The Spanish economy is the fourth largest within the Eurozone behind Germany, France and Italy and is the 13th largest economy in the world. Many believed that Spain would need an IMF/EU bailout to allow the nation to service its debts after borrowing costs became excessive. Spain’s economy was badly hit by the collapse of a construction and property bubble which burst during the Global Financial Crisis. In the event, a full sovereign bailout was avoided, but the banking sector did receive financial help worth €100 billion.
The Spanish economy has been in recession for more than two years and has experienced some of the highest levels of unemployment in EU history, with younger people (<25 years) hit disproportionally hard. Spanish unemployment is at the 26% mark – i.e. more than one person in four of the workforce is idle. According to Spain’s central bank, the economy will have returned to growth in the third quarter when data is finalised. The bank is projecting that growth will come in at 0.1% for Q3. The Central bank’s projection is an estimate and definitive data will be provided by INE, the nation’s statistical Agency, on the 30th October.
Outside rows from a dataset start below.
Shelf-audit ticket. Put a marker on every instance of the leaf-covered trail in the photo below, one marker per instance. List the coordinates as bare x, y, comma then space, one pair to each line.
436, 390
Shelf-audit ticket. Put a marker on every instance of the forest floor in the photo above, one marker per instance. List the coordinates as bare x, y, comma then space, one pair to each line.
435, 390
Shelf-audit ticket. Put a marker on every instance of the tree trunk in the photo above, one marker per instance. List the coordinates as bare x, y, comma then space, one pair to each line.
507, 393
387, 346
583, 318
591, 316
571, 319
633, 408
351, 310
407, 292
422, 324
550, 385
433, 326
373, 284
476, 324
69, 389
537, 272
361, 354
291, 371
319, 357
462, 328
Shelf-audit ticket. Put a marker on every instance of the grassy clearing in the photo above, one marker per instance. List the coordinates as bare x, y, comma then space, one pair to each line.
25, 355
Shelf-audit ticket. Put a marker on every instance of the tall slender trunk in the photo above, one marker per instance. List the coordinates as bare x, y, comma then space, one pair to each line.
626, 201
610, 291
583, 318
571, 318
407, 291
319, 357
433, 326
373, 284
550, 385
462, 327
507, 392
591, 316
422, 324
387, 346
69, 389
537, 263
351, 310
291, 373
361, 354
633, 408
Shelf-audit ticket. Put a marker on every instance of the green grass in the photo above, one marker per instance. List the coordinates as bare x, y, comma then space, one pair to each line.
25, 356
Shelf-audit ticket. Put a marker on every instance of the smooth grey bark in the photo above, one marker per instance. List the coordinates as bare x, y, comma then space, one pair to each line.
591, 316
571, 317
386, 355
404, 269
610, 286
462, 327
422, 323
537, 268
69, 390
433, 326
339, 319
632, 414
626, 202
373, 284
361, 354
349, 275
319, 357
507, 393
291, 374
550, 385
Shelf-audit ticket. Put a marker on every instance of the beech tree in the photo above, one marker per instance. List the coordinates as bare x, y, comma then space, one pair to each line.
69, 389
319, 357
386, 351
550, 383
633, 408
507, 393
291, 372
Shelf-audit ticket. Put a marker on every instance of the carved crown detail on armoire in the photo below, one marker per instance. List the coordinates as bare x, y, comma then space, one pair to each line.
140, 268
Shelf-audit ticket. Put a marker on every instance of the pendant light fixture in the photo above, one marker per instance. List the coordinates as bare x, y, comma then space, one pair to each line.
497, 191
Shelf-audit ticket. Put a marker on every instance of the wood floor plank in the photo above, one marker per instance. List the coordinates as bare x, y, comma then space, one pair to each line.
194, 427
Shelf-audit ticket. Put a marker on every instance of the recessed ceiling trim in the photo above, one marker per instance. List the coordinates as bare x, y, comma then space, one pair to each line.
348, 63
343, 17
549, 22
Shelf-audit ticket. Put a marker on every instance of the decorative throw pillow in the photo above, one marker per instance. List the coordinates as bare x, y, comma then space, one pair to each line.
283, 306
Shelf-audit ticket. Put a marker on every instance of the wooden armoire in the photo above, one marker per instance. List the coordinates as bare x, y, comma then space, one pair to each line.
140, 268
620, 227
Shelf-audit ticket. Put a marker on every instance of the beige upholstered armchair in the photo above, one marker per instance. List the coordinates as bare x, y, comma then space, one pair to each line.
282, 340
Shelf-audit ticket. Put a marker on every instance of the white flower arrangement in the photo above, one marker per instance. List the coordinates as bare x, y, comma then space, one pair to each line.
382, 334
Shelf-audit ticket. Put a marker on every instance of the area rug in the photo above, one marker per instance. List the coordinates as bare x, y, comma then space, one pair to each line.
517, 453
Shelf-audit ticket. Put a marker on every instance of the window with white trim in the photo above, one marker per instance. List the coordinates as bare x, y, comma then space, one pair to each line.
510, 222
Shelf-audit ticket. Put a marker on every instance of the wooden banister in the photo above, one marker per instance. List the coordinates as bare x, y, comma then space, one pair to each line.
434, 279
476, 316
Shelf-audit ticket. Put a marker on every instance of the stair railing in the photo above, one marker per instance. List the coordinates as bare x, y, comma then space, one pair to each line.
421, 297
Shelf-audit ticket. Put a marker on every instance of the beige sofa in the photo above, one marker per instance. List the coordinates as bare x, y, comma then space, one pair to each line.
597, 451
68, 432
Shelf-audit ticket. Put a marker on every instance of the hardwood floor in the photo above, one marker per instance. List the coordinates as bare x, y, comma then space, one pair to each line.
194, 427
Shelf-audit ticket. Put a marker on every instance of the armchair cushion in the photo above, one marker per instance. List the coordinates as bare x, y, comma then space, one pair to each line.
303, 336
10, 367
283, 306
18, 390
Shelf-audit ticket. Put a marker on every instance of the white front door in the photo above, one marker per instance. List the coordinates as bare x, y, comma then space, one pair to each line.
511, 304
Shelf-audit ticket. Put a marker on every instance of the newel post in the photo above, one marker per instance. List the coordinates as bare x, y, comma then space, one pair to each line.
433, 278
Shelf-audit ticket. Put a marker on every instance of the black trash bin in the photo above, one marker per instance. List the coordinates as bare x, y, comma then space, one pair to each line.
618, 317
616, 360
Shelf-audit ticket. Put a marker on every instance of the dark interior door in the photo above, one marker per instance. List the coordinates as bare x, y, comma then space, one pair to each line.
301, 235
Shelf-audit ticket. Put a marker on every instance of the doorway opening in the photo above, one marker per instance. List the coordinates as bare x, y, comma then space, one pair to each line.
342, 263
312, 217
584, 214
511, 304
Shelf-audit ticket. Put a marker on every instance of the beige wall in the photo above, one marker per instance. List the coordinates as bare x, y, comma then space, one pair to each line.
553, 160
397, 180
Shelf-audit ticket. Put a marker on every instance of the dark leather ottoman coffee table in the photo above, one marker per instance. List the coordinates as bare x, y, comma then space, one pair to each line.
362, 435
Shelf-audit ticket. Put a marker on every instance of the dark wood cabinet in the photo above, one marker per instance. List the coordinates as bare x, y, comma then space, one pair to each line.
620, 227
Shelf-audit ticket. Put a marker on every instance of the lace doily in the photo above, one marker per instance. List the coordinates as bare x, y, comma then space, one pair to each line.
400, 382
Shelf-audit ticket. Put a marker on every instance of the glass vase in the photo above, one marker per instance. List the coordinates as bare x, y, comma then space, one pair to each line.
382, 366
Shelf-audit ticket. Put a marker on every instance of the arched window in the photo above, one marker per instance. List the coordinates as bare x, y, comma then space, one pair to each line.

The government has been implementing unpopular austerity measures and reforms to employment law and social security in a bid to get the economy back on track in a sustainable manner and bring the deficit back to within permissible Eurozone levels. Needless to say, these moves have been very unpopular with the Spanish. Once Spain’s economy starts to grow again, unemployment will decline, but experience around the world suggests that the re-employment cycle is lagging much further behind recovery than is typically the case in the post-recession period. However, the recovery from the Global Financial Crisis could best be described as fitful.